Jason hung his head, which just irritated Drew. He had known that Jason wouldn’t love being pulled into this without his knowledge, but he had assumed that once he was in, he would have Drew’s back. Instead, he was sitting there looking guilty as sin. The last thing he wanted Samson and his pals to know was that one of Drew’s right-hand men was actually a dissenter to this whole plan.
Drew was just about to say something to Jason when he saw Samson make his move out of the corner of his eye. He walked away from the rest of his friends, making placating hand motions like he was telling a bunch of rabid dogs to stay. As he headed down the aisle between booths toward Drew, Drew warned his friends.

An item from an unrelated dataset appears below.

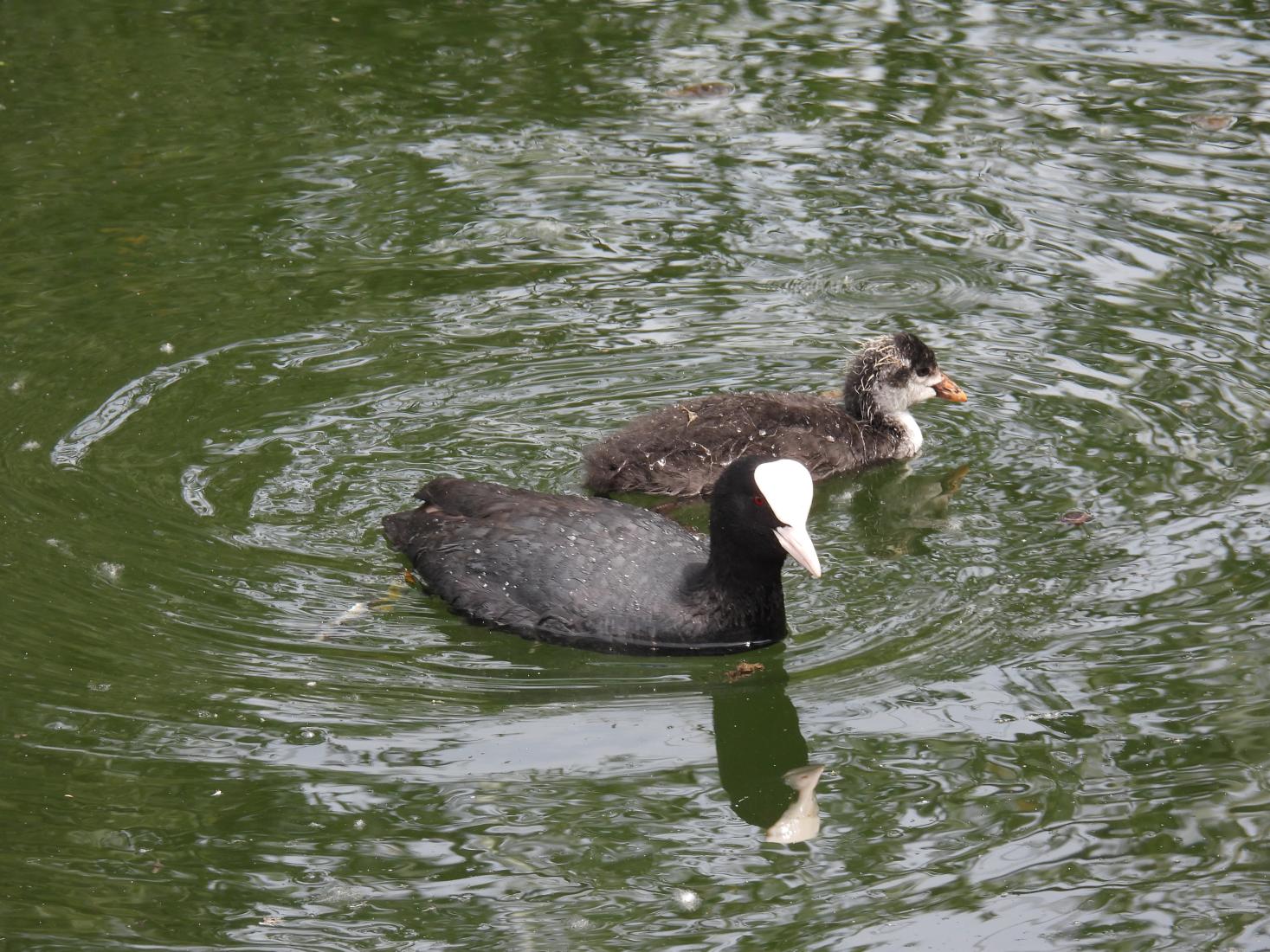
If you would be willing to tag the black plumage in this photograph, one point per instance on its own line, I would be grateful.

“Here it comes,” he said through his teeth.
They all struck poses of complete innocence as Samson finally arrived.
“What are you doing here, man?” Samson asked, crossing his arms over his Corinth jacket.

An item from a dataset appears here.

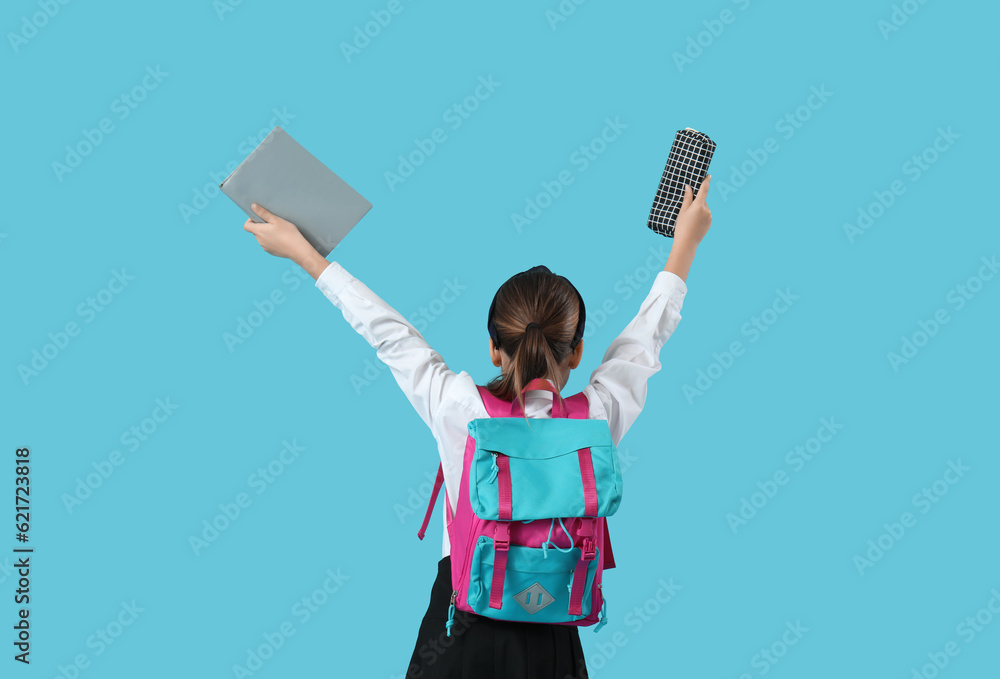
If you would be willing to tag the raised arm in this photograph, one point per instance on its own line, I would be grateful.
(633, 357)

“Getting something to eat,” Drew replied nonchalantly. “Actually, the confections in the case over there look simply scrumptious,” he joked, lifting his chin toward the glass dessert case. “What do you recommend?”
“I recommend you get up outta that seat and walk your ass out the door before you get yourself killed,” Samson said acerbically.
Clay and Dirk snorted. Jason shifted his seat, slumping and bringing his hand up to his forehead like he was wondering how he’d gotten there. Drew simply stared up at Samson.
“I am being cordial,” Samson replied. “Trust me, man. You don’t want to be here right now.”
Drew glanced past Samson at the back of the restaurant. There were more guys standing now, glowering in his direction. Samson did have a point. If this went down the way he knew it would, he was going to end up pulverized. But backing down now would be even worse. Backing down now would make him a coward.
“Well, you make a compelling argument,” Drew said finally. “But I think we’ll stay.”
“No one wants you here, man,” Samson said loudly, causing the noise level in the diner to dim slightly.
“I have to disagree with you there, Samson!”
Crystal Marx sauntered up behind Samson and sat down next to Drew, brazenly lifting her leg and hooking it over his, since there technically wasn’t room for her on the small bench with him and Jason. Drew nearly balked at the totally daring and inappropriate move but managed to keep a straight face. Demure, Crystal was not, and today it served his purposes. He wanted to antagonize these guys, and from the sudden murmur in the back of the room, he could tell that her move had done just that.
“How you doing, Drew?” She asked, throwing her arm around his shoulder to better get her balance. “Welcome to Corinth.”
Behind Samson, Drew saw the colossus that was Tank Langford rise out of his chair for the first time. His expression was beyond belligerent. Drew swallowed back a sudden lump in his throat but kept right on with his plan.
“Thanks, Crystal. At least someone around here is accommodating,” he said, smiling up at Samson.
“Yeah, well, Crystal’s never been known for her discretion,” Samson said, his expression darkening, as Tank slowly walked up behind him.
Crystal laughed and rolled her eyes. “Ouch. That hurt,” she said flatly, making it clear that it didn’t hurt at all.
“Crystal,” Tank said, his voice rumbling. “Get away from these guys.”
Drew glanced across the table at Clay, who raised his eyebrows with interest.